Monojit Choudhury,
Professor of Natural Language Processing,
Mohamed bin Zayed University of Artificial Intelligence,
Abu Dhabi, United Arab Emirates
Abstract:
The Curious Case of Honorifics in South Asian Languages and Their Treatment in LLMs
Many South Asian languages exhibit honorific distinctions in second- and third-person pronouns, along with corresponding agreement patterns. For example, Hindi encodes three levels of formality - formal (aap), neutral (tum), and familiar (tu). The appropriate choice among these forms is governed by a complex interplay of socio-cultural conventions, interpersonal relationships, speaker attitudes, and contextual factors, which vary across languages and regions.
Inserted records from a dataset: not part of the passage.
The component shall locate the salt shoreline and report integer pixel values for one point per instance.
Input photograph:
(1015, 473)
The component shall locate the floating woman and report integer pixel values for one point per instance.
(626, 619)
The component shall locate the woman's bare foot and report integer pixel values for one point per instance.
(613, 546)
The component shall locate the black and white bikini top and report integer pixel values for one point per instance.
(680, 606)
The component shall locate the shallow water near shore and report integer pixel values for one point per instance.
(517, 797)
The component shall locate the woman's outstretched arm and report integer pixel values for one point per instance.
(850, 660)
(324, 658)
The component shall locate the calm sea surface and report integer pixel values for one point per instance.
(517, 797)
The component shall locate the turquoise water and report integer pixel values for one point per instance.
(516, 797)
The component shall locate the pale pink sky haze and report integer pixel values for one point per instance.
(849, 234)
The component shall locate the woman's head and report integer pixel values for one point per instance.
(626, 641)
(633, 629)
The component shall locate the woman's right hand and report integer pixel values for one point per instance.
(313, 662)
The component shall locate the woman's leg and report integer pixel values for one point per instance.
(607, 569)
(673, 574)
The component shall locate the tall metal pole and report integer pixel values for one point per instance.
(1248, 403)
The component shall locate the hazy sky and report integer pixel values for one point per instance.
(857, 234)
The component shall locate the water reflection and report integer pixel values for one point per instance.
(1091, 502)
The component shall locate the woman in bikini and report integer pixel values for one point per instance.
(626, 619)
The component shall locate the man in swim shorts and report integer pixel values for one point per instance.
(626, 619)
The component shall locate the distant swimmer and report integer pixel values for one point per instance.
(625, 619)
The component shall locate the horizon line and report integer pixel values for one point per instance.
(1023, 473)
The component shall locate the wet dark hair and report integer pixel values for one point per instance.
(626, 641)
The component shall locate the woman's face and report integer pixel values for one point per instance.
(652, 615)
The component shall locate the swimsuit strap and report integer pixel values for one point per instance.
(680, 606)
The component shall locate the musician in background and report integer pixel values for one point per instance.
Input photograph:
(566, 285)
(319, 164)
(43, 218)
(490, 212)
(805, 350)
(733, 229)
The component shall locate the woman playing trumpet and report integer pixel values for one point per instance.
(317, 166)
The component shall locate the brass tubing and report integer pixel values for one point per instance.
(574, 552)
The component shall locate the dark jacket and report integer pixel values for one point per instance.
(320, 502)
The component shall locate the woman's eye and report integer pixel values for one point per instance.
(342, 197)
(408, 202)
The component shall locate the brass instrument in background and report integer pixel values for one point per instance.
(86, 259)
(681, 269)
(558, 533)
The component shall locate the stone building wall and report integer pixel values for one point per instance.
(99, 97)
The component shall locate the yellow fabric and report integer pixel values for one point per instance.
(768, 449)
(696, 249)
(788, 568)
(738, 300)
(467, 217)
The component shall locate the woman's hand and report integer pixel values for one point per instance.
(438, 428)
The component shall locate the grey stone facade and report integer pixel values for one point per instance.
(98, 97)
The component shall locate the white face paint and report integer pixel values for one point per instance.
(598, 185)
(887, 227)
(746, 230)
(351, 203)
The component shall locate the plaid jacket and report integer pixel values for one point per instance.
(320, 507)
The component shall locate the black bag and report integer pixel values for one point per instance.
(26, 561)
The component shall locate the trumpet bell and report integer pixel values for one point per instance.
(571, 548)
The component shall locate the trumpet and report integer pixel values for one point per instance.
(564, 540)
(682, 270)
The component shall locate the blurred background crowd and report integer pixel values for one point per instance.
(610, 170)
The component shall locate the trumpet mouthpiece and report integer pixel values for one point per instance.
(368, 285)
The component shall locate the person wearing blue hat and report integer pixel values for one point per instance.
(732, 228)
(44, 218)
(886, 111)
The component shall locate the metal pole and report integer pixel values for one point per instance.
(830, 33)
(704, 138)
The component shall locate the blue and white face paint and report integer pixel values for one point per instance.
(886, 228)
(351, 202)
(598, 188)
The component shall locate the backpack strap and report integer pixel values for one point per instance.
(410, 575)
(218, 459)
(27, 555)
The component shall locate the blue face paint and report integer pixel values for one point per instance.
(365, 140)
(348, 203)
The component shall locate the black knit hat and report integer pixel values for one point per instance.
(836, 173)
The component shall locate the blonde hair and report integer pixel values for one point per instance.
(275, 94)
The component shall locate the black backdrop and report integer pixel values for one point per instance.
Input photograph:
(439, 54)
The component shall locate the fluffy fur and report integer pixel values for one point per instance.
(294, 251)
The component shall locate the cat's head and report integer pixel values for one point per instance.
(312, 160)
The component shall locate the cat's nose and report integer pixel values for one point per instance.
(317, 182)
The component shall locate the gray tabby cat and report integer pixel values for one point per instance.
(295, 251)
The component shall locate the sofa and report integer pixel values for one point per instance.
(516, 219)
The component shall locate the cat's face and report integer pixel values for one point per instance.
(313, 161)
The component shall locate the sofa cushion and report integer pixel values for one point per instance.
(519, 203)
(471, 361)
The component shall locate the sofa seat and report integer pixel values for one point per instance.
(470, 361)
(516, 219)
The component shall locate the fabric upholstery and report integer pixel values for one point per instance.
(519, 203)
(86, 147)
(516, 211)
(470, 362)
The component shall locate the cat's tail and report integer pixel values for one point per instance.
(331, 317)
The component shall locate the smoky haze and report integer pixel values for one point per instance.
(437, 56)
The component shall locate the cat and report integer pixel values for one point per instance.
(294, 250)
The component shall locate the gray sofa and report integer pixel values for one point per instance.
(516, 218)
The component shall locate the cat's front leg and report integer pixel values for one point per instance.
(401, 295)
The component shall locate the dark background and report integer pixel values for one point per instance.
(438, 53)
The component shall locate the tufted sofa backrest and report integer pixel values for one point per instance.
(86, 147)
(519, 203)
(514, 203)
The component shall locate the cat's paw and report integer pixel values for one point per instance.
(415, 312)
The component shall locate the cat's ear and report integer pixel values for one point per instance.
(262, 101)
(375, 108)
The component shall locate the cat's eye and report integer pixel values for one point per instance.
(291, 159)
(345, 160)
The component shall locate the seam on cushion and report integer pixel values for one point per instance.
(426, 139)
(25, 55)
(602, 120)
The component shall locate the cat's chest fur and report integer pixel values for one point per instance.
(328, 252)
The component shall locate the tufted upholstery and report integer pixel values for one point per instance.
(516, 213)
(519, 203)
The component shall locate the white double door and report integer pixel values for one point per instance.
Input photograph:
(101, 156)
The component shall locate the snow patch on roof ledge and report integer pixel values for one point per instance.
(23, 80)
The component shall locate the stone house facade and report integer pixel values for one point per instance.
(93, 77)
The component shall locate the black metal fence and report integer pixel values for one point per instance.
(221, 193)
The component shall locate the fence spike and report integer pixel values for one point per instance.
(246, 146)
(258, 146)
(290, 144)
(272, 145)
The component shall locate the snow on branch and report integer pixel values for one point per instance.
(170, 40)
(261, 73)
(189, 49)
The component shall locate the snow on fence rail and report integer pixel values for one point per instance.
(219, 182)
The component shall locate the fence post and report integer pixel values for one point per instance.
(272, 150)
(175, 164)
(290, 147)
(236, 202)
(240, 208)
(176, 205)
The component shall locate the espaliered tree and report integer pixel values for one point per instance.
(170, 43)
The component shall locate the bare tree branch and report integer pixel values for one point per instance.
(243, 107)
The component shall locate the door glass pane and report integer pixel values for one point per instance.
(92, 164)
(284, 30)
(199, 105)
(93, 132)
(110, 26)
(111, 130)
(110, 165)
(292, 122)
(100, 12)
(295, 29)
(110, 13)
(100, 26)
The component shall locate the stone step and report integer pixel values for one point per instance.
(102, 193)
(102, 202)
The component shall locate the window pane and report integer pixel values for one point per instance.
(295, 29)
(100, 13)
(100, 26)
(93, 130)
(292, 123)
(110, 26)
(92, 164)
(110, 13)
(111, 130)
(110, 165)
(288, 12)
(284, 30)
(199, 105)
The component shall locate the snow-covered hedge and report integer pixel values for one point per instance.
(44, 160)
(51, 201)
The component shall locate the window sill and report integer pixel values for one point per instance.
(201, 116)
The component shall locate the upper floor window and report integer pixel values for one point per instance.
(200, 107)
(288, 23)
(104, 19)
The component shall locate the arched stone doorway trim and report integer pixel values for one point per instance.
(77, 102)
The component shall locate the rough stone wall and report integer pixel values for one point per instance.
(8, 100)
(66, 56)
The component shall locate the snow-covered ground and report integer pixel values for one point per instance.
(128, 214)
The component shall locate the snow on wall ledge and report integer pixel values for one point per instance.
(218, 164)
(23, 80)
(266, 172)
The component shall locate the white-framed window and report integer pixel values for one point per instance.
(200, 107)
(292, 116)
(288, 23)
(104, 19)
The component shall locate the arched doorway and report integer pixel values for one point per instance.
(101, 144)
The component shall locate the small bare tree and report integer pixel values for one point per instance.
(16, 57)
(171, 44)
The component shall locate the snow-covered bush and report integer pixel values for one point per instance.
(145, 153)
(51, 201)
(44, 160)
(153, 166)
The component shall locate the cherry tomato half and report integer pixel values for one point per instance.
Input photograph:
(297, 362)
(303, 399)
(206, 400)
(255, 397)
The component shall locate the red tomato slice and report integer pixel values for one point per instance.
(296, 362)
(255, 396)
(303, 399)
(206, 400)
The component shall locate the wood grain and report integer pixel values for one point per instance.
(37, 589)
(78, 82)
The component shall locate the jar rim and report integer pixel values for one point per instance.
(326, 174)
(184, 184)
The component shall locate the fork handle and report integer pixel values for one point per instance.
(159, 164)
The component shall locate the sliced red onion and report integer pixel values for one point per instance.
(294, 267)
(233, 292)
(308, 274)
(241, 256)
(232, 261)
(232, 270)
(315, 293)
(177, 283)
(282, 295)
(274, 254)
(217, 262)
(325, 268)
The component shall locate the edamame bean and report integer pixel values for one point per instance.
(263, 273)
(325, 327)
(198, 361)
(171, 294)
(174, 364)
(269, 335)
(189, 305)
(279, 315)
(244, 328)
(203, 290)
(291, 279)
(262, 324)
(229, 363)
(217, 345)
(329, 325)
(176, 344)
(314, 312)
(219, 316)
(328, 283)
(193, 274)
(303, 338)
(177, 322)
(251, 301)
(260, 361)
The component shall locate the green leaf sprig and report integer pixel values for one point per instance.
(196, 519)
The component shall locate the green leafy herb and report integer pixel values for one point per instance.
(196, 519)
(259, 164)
In this talk, I will present two complementary lines of inquiry: (1) how large language models (LLMs) can be used as tools to conduct large-scale analyses of honorific usage from Wikipedia data, and what such analyses reveal about underlying socio-cultural conventions; and (2) how honorific systems themselves can serve as a lens for examining the socio-cultural and pragmatic understanding of South Asian languages exhibited by LLMs. The findings reveal several universal patterns across the languages studied, alongside striking differences.
Usman Naseem
Assistant Professor,
School of Computing at Macquarie University,
Sydney, Australia
Abstract:
From Cultural Blind Spots to Cultural Alignment in Large Language Models
Abstract: Cultural alignment in Large Language Models (LLMs) is essential for producing contextually aware, respectful, and trustworthy outputs. Without it, models risk generating stereotyped, insensitive, or misleading responses that fail to reflect the diversity of cultural norms and communication practices. Language carries meaning beyond words, shaped by shared expectations about politeness, intent, and context, which vary across communities and situations. When these factors are not taken into account, models may produce responses that are fluent but inappropriate or misunderstood in context. In this talk, I will present two complementary perspectives: (1) how current alignment approaches overlook these aspects of meaning, leading to recurring patterns of misinterpretation; and (2) how examining such failures helps reveal deeper gaps in how LLMs understand human communication. The discussion highlights consistent issues, including the over-reliance on dominant norms and uneven handling of culturally sensitive expressions, and points toward the need for alignment approaches that better account for the diversity of real-world communication.